Mr. Dell wrote "Lincoln and the War Democrats: The Grand Erosion of Conservative Tradition," published by Fairleigh Dickinson University Press in 1975.

In retirement, he moved around the Eastern Seaboard and was a columnist for the Naples (Fla.) Daily News, and in 1992 co-founded a monthly newspaper, the Richmond (N.H.) Rooster. He returned to Washington in 1997.

Mr. Dell was born in Manhattan, N.Y., and raised in the District. His father, Floyd, was a prominent novelist and literary critic.

The younger Mr.
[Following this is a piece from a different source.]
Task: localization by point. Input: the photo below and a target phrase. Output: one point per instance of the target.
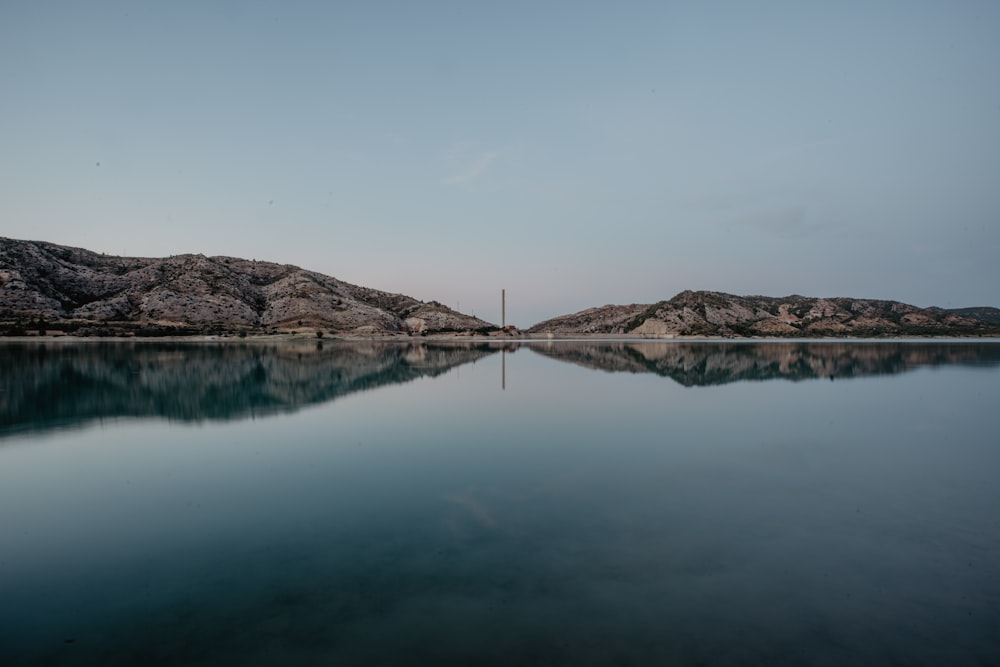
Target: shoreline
(471, 339)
Dell was a 1946 graduate of the old Central High School, which he followed with brief Army service in Saipan.

He was a 1951 graduate of Goddard College in Vermont and received a master's degree in American history from the University of Maryland in 1956.
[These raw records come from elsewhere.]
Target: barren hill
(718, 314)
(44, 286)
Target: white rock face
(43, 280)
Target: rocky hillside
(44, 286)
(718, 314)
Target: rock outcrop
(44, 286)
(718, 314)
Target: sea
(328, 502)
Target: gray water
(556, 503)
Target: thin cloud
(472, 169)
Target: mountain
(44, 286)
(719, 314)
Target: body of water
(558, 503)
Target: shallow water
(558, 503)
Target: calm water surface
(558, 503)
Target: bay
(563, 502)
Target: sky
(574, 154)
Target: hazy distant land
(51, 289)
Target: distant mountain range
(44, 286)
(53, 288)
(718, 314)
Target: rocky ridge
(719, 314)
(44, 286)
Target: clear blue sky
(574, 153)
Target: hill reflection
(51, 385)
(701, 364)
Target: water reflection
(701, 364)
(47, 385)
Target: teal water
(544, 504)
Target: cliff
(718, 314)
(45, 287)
His memberships included the Civil War Round Table of Washington, and his hobbies included playing jazz guitar and piano.

His marriage to Barbara Widutis ended in divorce.

Survivors include his wife of 40 years, Kathleen Kane Dell of Washington; two daughters from his first marriage, Jerri Dell of Cumberland, Md., and Katie Dell Kaufman of Takoma Park; a daughter from his second marriage, Mia Dell of Hamilton, New Zealand; and six grandchildren.